Oral prolonged-release ketamine in treatment-resistant depression - A double-blind randomized placebo-controlled multicentre trial of KET01, a novel ketamine formulation – Clinical and safety results

Approximately 20–30% of patients with major depressive disorder do not respond adequately to several cycles of antidepressant treatment. While definitions in the literature may vary in detail, this type of depression is commonly referred to as ‘treatment-resistant depression’ (TRD) or ‘difficult-to-treat depression’ (DTD, Conway et al., 2017). Importantly, this subset of depressed patients is characterized by increased mortality and poorer health-related quality of life compared to non-TRD (Fekadu et al., 2009). Even if remission can be achieved, the risk of relapse in these patients is increased within the first year after remission (Kennedy et al., 2004).

To date, there are only a limited number of treatment options available for TRD (Johnston et al., 2019). In particular, ketamine has emerged as a new and effective treatment in this patient population. The rapid antidepressant effects of ketamine were first described by Berman and colleagues (Berman et al., 2000) and have been replicated in numerous studies (Fond et al., 2014; Corriger and Pickering 2019). Racemic ketamine is usually administered as intravenous infusion either as monotherapy or in combination with pre-existing psychiatric medication (Lee et al., 2015, Marcantoni et al., 2020, Marchetti et al., 2015). Clinical trial data demonstrated a higher therapeutic efficacy of higher infused ketamine doses (0.5–1.0 mg/kg) than lower dosing (0.1–0.2 mg/kg). Although repeated infusions are required due to a short-term efficacy of racemic ketamine, the most optimal dosing frequency in TRD remains to be established (McIntyre et al., 2021). Furthermore, the S-enantiomer of ketamine (i.e., esketamine) has been approved by the U.S. Food and Drug Administration (FDA), the European Medicines Agency, and Swissmedic as a nasal spray which is indicated, in conjunction with an oral antidepressant, in adults with TRD (Popova et al., 2019; Krystal et al., 2020). Therapeutic benefit of intranasal esketamine was shown for 56 mg and 84 mg doses, administered twice a week for 4 weeks, then once weekly for another 4 weeks, and subsequently once every 1–2 weeks (McIntyre et al., 2021).

The nasal and intravenous routes of administration both have their advantages and disadvantages. From a safety perspective, it is important to note that both routes lead to rapid increases in circulating ketamine concentrations with associated effects and side effects.

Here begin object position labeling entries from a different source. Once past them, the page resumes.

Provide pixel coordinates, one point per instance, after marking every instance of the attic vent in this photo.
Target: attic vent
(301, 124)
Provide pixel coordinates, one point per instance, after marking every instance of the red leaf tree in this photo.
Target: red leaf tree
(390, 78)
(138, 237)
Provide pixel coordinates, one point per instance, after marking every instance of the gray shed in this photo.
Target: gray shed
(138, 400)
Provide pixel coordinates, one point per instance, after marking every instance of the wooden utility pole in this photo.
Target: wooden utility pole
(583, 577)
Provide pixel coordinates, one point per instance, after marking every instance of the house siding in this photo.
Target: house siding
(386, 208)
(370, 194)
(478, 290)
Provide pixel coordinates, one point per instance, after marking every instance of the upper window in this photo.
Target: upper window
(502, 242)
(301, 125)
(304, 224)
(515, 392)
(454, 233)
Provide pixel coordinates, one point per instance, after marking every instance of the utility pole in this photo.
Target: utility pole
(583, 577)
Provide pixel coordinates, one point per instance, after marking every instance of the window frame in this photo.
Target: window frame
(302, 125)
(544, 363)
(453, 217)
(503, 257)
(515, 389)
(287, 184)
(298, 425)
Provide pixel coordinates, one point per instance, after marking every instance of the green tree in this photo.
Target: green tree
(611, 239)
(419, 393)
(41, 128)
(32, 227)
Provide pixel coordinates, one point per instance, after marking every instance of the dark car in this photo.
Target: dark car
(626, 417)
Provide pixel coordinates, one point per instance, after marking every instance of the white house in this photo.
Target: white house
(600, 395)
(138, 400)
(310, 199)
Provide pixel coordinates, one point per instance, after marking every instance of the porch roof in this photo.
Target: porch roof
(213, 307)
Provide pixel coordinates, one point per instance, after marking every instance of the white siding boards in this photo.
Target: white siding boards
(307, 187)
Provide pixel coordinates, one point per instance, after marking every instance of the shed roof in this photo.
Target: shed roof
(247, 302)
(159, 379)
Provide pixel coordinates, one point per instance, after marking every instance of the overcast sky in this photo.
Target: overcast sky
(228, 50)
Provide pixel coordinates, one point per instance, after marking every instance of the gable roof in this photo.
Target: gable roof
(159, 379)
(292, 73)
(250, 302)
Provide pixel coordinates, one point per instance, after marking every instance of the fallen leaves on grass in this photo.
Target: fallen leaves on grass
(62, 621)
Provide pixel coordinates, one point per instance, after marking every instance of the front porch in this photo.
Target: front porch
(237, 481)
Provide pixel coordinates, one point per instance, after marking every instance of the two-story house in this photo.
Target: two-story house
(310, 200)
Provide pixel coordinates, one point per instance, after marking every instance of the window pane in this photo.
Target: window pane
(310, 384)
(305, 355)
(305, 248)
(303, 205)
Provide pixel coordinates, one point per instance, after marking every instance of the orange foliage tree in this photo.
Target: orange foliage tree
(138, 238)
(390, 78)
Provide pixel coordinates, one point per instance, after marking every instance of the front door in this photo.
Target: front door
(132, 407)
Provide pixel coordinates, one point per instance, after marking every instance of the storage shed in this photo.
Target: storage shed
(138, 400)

The latter may include, among other things, rapid increases in blood pressure, sedation, and profound perceptual changes. Unsurprisingly, the FDA has mandated that esketamine nasal spray may be administered only under the supervision of a healthcare provider (FDA, 2019). Similarly, ketamine infusions must be closely monitored in a clinical setting (Sanacora et al., 2017; Zorumski and Conway 2017). Another consideration is patient preference, and, in many contexts, oral dosing will be more practical, less expensive and more convenient for the patient.

Oral immediate release ketamine has been investigated as an analgesic in a number of studies (Lauretti et al., 1999; Marchetti et al., 2015; Schoevers et al., 2016) and as a rapid acting antidepressant in a few other studies (Berman et al., 2000; Zarate et al., 2006; DiazGranados et al., 2010). Side effects observed in these studies comprised dizziness, hallucinations, nausea, vomiting, drowsiness, confusion, light-headedness, headache, somnolence, and anxiety (Schoevers et al., 2016). The benefits of oral ketamine application appear to include an overall good safety when used for longer periods of time, including at home, convenient use, as well as a higher accessibility and affordability compared to other routes of administration (Andrade, 2019).

Here, we evaluated the efficacy and safety of a novel formulation of prolonged-release oral racemic ketamine (KET01) administered twice daily for 14 days in TRD patients as a phase 2 proof-of-concept study. KET01 (produced by Develco Pharma Schweiz AG) is a multi-particulate drug delivery system with retard polymer coated active pellets as internal phase in a tablet. The active substance in KET01 is the racemic mixture of the hydrochloride salt of ketamine. Since TRD patients may have had some improvement to the antidepressant treatment, the trial investigated KET01 as add-on therapy to the ongoing antidepressant therapy and without washout period for the existing treatment. Another reason for using KET01 as an adjunct treatment is a lower bioavailability of orally administered ketamine compared to IV or intranasal administration. Furthermore, since the onset of response to the oral administration is delayed compared to IV or intravenous delivery, rapid significant clinical effects were not expected, even with daily administration. For these reasons, we decided to administer KET01 as an add-on treatment in the severely affected depressive patients.